Matt Holliday

Free-agent outfielder Matt Holliday hit .313 with 24 home runs and 109 RBI in 2009 and could command a deal in excess of $100 million. (David Zalubowski / Associated Press)


General Manager Tony Reagins on Monday shot down a Foxsports.com report that the Angels are one of three teams, along with the Yankees and Red Sox, that have expressed serious interest in free-agent outfielder Matt Holliday.

"He's a talented player," Reagins said of Holliday, who hit .313 with 24 home runs and 109 runs batted in for the Oakland Athletics and St. Louis Cardinals in 2009 and could command a deal in excess of $100 million. "But our focus is not on him right now."

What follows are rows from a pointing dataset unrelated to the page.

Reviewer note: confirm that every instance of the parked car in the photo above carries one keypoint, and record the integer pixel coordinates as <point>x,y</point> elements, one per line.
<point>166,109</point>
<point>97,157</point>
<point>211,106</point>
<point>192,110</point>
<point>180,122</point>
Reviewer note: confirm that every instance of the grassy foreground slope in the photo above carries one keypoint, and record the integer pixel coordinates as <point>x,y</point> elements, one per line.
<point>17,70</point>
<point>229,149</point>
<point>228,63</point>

The team's top priorities are to re-sign pitcher John Lackey and third baseman Chone Figgins, but Reagins, who secured outfielder Bobby Abreu to a three-year, $19-million deal on Nov. 5, hinted that it is unlikely the Angels will sign either before Thursday, the last day the team holds exclusive negotiating rights to the pair.

"I know where both of them stand," Reagins said. "But as free-agent players they have earned the right to see what their value is."

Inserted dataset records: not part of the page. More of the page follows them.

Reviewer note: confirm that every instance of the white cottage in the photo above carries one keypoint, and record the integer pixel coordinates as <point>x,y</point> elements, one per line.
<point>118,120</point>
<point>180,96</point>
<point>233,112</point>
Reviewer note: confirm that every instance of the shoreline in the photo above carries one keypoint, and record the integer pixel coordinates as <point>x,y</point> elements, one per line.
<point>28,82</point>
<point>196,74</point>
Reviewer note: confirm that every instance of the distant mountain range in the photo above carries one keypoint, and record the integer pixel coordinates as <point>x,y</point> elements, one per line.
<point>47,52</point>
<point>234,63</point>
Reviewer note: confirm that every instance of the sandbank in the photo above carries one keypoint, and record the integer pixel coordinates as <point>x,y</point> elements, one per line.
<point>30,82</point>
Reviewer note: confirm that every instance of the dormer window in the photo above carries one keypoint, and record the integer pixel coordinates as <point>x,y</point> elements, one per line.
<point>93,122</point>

Lackey, who is believed to be seeking a deal in the $100-million range, has reportedly drawn interest from Seattle, Milwaukee, Boston and both New York teams. Figgins, who could command a deal in the $50-million range, has reportedly drawn interest from Philadelphia, the Mets and both Chicago teams.

Reagins also has been in discussions with the agents for outfielder Vladimir Guerrero and reliever Darren Oliver but declined to address trade rumors that linked the Angels with Detroit outfielder Curtis Granderson and White Sox first baseman Paul Konerko.

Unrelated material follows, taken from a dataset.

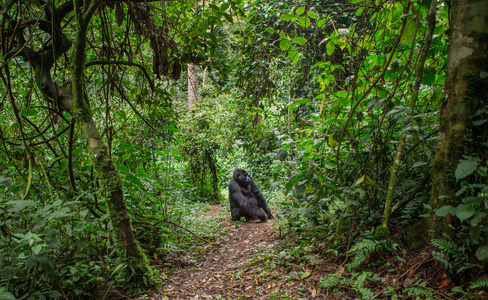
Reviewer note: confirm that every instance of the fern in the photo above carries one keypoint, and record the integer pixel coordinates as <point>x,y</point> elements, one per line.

"There are so many different rumors out there, it wouldn't be smart to comment on them," Reagins said. "A lot of them don't make sense."

Though the Angels are in the midst of a front-office reorganization that resulted in the loss of positions in the media relations and community relations department last week, Reagins doesn't expect the team's payroll -- about $113 million in 2008 -- to be reduced significantly.

"We're going to operate similarly to how we operated last year," Reagins said.